It's Not Easy
I have PCOS, and I no longer keep it a secret. People do not understand what that entails. They see pics of me working out, staying active, eating clean, etc. It is NOT easy! None of it is easy! I do it because I HAVE to, just in order to live a somewhat healthier existence.
My day starts at 3:30am. I get up, brush my teeth, wash my face, and make a protein shake. Lastly, I drag myself (some days) to the car, and drive to the gym. At the gym, I do both cardio and seriously heavy weight training. Especially since, I am so strong, and easily able to put on muscle. That's awesome for me because I am a bodybuilder, but also difficult, because the scale can be extra deceiving.
I get home by 6am, only to take my 3 dogs out for their first 1.5 to 2 mile walk. Get home again, and have my second meal of double fiber bread and peanut butter. Oh, and don't forget the cup of Cafe Bustelo. Depending on the day of the week, later in the day will be fighting through one to two hours of Krav Maga training.

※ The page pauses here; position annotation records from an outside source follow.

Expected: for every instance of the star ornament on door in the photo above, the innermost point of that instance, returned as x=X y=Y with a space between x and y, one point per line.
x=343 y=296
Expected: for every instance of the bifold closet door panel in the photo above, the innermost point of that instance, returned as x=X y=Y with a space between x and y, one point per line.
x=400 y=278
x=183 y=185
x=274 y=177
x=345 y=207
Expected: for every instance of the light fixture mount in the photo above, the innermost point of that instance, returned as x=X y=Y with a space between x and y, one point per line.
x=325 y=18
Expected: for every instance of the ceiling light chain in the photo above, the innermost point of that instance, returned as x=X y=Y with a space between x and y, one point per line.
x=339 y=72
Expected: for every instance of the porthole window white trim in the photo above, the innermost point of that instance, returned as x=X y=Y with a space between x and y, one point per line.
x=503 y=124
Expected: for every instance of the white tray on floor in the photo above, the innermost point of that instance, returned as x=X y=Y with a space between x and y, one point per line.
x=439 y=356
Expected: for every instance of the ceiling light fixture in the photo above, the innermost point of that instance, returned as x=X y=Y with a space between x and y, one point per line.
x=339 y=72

All of this, and I am still over 200lbs at 5'9.5! I make no excuses, and I take no shorts. For those who ask why I get up so early, it is because I want to live! I am the worst case scenario with PCOS. I had endometrial cancer that I battled for 13 years, and finally won against it last year. But, there are so many other things that comes with PCOS. Diabetes, insulin resistance, excessive facial hair, the difficulty losing weight, higher rate of heart disease, the possibility that I will have to fight cancer again, etc.. The list goes on.

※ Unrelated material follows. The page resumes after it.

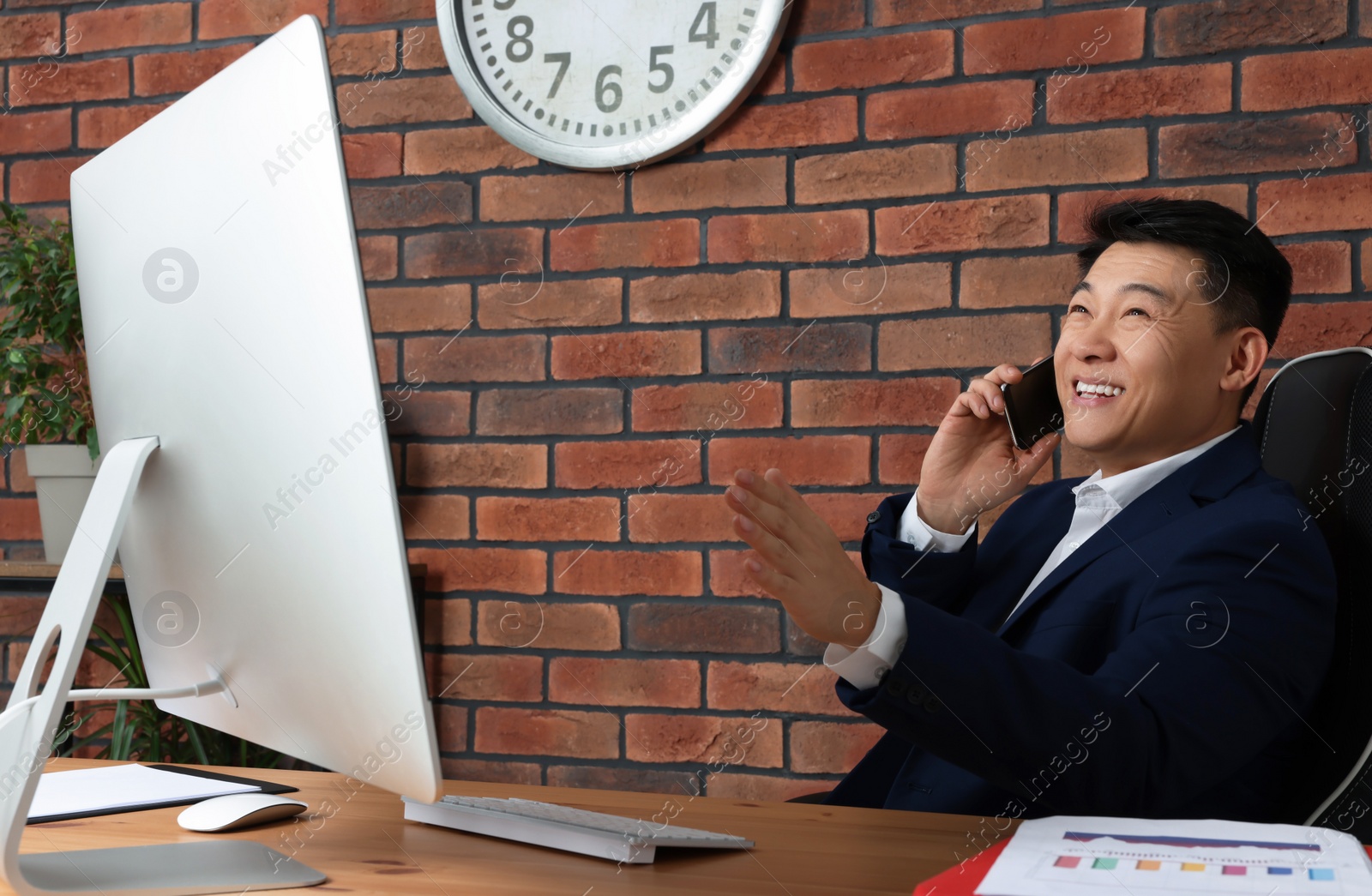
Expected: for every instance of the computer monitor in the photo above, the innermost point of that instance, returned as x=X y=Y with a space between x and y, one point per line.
x=231 y=357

So I workout as hard as I can, eat as healthy as I can, and stay as positive as I can, because I have to. Why do I have to? Because there is so much more that I know about me. There is so much knowledge about this disease I have to share with other women. There is so much I have to live for.
So if you see me in the gym, please do not comment on the hair on my chin, the fact that I have a very obvious layer of fat covering my muscles, or the fact that my outfit does not match. Some days, I just do not give a fuck about your opinion of the version of me you are seeing!